The Irish recording industry issued the proceedings in December 2012 against five Irish ISPs namely UPC, Vodafone, Digiweb, Imagine and 3 with O2 subsequently added to the proceedings in January 2013. The case was admitted into the Commercial Court on consent by Mr Justice Kelly. An order was also made to permit the proceedings to progress without the joinder of the relevant copyright owners where the plaintiffs are the exclusive licensees in the State.
The proceedings were grounded on new legislation which came into force in February of last year. The record companies were unsuccessful in obtaining such an order against UPC in 2010 based on the legislative regime at the time. Mr Justice Charleton held in those previous proceedings that article 8(3) of the copyright directive had not been properly transposed into Irish law. The new legislation, The European Union (Copyright and Related rights) Regulations 2012, inserts a new Section 40(5A) into the Copyright and Related Rights Act 2000 and provides that rightsholders can seek injunctions under article 8(3) against intermediaries.
The case generated much interest as it was the first case under the new law. Indeed, an application was made by Digital Rights Ireland Limited to join the proceedings as an amicus curiae to assist the Court. That particular application to join the proceedings was refused by Mr Justice Kelly in May on the basis that Digital Rights Ireland Limited could not be considered a neutral party in circumstances where: (i) its members and legal team had actively lobbied against the introduction of the new statutory instrument at the time; (ii) the company would not disclose who was funding the participation; and (iii) the company had no public law role. The Court was also cognisant of the fact that the jurisdiction to permit an amicus curiae should be sparingly exercised and should be appointed at appellate level as distinct from at the trial of the action.

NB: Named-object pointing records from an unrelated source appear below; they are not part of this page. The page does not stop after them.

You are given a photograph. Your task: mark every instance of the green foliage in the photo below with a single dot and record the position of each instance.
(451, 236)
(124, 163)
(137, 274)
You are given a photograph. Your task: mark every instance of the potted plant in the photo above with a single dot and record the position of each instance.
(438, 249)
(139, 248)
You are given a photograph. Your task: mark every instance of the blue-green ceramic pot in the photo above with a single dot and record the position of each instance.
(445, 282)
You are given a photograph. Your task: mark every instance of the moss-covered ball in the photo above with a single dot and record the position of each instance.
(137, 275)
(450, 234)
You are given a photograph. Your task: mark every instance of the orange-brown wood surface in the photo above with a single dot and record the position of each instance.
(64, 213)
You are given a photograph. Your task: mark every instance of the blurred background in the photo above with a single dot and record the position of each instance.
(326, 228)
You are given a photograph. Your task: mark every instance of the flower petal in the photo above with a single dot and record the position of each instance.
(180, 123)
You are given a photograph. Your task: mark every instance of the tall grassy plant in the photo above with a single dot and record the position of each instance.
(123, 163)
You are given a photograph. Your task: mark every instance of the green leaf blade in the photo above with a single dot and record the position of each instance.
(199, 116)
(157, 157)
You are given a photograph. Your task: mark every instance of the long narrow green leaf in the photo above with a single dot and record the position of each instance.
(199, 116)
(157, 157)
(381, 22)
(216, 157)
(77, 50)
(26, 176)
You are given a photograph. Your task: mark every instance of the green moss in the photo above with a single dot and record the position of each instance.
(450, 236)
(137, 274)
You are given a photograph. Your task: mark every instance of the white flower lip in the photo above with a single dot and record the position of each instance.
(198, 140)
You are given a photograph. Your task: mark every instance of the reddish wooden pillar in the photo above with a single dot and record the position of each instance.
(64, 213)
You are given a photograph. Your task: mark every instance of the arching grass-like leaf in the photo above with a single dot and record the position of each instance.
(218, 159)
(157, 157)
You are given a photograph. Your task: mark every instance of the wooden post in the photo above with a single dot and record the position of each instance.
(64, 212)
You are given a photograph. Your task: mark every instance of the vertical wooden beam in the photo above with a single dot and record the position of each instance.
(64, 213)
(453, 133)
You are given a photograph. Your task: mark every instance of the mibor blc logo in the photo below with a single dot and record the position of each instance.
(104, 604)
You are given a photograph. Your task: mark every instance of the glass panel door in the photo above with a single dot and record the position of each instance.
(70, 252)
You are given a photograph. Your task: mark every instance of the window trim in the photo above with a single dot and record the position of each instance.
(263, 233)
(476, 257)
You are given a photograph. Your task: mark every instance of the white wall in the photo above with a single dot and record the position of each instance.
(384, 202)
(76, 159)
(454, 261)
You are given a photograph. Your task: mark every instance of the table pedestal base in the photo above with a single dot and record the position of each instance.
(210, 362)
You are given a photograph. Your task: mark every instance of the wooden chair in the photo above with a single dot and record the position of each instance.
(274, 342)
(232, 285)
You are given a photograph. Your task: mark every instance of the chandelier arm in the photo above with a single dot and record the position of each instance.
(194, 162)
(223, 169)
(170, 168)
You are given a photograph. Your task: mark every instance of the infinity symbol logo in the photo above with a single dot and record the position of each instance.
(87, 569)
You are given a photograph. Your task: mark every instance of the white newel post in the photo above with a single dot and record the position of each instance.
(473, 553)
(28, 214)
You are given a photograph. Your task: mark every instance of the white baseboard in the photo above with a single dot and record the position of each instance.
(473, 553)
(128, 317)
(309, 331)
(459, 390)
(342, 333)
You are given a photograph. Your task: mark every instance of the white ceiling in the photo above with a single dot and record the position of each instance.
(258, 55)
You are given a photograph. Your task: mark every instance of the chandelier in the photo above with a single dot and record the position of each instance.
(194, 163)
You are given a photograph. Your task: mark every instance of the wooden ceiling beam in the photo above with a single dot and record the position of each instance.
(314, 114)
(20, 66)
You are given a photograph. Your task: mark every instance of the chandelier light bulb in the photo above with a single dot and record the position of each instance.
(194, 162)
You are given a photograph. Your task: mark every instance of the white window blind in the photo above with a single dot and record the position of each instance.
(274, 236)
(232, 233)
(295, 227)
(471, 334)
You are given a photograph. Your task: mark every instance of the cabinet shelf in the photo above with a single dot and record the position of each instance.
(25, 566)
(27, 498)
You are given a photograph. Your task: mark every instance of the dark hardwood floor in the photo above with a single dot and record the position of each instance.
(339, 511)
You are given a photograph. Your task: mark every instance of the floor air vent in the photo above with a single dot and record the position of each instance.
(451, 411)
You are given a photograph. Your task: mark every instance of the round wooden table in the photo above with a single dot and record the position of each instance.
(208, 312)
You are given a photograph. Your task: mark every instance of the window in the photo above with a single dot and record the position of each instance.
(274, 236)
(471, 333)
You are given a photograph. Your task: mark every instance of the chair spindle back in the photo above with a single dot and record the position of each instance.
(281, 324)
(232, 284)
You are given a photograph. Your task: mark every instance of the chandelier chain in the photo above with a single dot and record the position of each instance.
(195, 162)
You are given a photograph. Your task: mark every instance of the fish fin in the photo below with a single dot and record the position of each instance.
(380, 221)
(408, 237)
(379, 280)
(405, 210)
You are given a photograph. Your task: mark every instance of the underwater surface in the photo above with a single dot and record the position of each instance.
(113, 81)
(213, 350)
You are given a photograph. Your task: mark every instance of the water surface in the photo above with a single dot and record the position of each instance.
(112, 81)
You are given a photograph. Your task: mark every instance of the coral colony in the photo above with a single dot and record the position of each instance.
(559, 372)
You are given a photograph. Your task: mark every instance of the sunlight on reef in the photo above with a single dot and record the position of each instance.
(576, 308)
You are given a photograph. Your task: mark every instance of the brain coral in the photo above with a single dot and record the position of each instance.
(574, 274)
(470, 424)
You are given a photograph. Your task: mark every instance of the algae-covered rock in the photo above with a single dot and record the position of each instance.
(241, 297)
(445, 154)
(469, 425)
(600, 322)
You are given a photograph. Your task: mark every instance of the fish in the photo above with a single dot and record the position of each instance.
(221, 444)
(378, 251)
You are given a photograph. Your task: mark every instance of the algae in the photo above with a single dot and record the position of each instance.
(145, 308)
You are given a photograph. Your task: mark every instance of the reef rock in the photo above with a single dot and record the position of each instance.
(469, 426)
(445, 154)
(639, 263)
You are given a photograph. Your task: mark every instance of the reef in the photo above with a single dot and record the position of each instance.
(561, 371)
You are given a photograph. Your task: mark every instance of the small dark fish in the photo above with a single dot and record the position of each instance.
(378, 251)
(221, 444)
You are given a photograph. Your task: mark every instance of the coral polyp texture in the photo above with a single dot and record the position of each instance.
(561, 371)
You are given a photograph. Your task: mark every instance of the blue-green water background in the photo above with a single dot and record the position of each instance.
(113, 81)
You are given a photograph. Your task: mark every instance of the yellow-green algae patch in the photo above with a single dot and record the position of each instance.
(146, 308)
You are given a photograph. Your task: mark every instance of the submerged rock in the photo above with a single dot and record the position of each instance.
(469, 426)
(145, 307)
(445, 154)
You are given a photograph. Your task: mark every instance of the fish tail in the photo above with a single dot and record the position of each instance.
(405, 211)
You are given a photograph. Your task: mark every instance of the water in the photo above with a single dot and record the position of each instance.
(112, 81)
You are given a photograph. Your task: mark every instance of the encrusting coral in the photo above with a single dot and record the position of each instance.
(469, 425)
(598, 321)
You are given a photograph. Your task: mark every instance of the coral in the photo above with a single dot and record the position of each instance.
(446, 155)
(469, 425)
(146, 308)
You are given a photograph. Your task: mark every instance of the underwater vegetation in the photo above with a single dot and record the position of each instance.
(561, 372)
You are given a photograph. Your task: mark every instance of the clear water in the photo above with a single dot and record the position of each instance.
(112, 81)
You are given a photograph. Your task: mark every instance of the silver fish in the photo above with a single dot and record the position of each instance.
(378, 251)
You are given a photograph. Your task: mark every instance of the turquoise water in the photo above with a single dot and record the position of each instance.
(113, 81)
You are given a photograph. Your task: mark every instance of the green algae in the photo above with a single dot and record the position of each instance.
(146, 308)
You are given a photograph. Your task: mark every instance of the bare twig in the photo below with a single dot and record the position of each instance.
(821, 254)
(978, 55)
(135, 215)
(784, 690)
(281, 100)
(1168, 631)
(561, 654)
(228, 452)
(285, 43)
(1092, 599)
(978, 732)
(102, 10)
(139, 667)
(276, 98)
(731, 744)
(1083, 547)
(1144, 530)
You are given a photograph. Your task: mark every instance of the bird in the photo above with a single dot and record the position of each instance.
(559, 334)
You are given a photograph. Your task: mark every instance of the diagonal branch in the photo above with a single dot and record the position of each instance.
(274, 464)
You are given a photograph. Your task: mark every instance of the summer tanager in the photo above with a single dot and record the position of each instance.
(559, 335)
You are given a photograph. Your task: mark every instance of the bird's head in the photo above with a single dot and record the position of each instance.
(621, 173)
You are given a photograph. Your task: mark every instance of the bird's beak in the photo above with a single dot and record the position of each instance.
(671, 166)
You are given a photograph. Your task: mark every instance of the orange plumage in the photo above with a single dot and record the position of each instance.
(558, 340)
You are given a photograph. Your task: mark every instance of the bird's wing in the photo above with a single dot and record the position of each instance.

The substantive application to block The Pirate Bay was heard by Mr Justice McGovern on 30 May 2013 and judgment given on 12 June 2013. McGovern MJ considered the previous judgment of Mr Justice Charleton in 2010 where the judge stated that “were it available, I would grant it” in respect of the Court’s power to grant a website blocking order against The Pirate Bay. McGovern MJ considered that the lacuna in the law had now been filled through the introduction of the new statutory instrument and that it was appropriate for the Court to grant the order that the music companies sought. The judge also considered it unnecessary to require the music companies to make a fresh application to Court on each occasion that The Pirate Bay changed its location on the Internet. This was dealt with through a protocol to the order to facilitate updates to the block list from time to time.
Each of the ISPs had agreed to pay the costs of implementation of the relief should it be granted. The ISPs did seek the costs of the proceedings. Mr Justice McGovern considered the decision of Mr Justice Arnold in Twentieth Century Fox Film Corporation v British Telecommunications plc on the issue of costs.
McGovern MJ acknowledged that none of the defendant ISPs had maintained “all-out opposition” to the application so there was no question of the music companies recovering costs from the ISPs. However, on the basis that the issue had been previously determined by the Irish courts, albeit with an identified lacuna regarding the transposition of article 8(3), no new ground was covered in the proceedings. Whilst the issues raised were legitimate concerns for the defendant ISPs, in particular over-blocking, the Court considered it fair and proportionate that the defendants bear the costs of the proceedings. One ISP received a portion of its costs for input into the protocol to the order.